Thus Spoke Zarathustra

by: Friedrich Nietzsche

Study Questions

1

What does Nietzsche mean when Zarathustra says "God is dead"? How might such a claim be argued against?

"God is dead" is something very different from "God does not exist," and Zarathustra alludes at several points in the book to the fact that God was once alive. This God that was alive provided a meaning and a morality for the lives of the people who believed in him. By saying "God is dead," Nietzsche is suggesting that God no longer serves as this ultimate basis in Western culture. We can no longer justify our claims and our assumptions by an appeal to God; now God himself is something that we must justify if we wish to believe in him.
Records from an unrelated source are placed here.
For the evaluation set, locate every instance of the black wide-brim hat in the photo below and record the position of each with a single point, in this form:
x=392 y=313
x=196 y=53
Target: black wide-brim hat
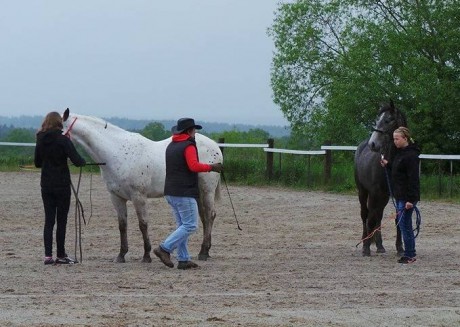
x=184 y=124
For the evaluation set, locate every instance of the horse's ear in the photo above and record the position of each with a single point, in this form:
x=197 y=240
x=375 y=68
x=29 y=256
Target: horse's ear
x=66 y=114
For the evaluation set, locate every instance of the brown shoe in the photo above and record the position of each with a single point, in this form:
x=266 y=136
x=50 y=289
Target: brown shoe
x=187 y=265
x=164 y=256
Thus, Nietzsche's claim cannot be refuted by an argument that God does in fact exist. Rather, if we wanted to disagree with Nietzsche on this point, we would have to argue that Western culture still bases most of its claims on religion, an argument which we would probably have trouble carrying off successfully.

2

What are the "three metamorphoses"? Why is each stage necessary to the creation of an overman?

The first stage is that of the camel, who burdens himself with everything difficult and ponderous. The second stage is that of the lion, who is fiercely independent, and refuses to obey anyone but himself. The third stage is that of the child, who is innocent, fresh, and creative. The child represents the final state of the overman, who is able to create new values and a new way of seeing as if he were never influenced by the past. To reach this goal, he must first be a camel, and struggle against the old values and the old ways that he was born into. He then must be a lion, and reject all these old ways of seeing. Only once these old values and old ways of seeing have been struggled against and rejected can the overman, like a child, create things anew.

3

What do one's enemies and one's friends have in common? Do you agree with Nietzsche's conception of friendship?

Both one's enemies and one's friends challenge and drive one toward the overman. Both are one's equals: those who are below one's level cannot even be one's enemies. The only essential difference between friends and enemies is that one is warmly disposed towards one's friends and ill disposed towards one's enemies. Still, one respects one's enemies, and one's friends may at times be one's enemies and vice versa. This conception of friendship is unlike the one most of us hold. On the whole, we tend to treat friends as our support netweork and as people we can relax with, not as people who should challenge us and make life difficult for us. Of course, the best of friends will serve as some kind of spur toward self-improvement, but Nietzsche's conception of friendship is closer to the ancient Greek ideal than the one we have today.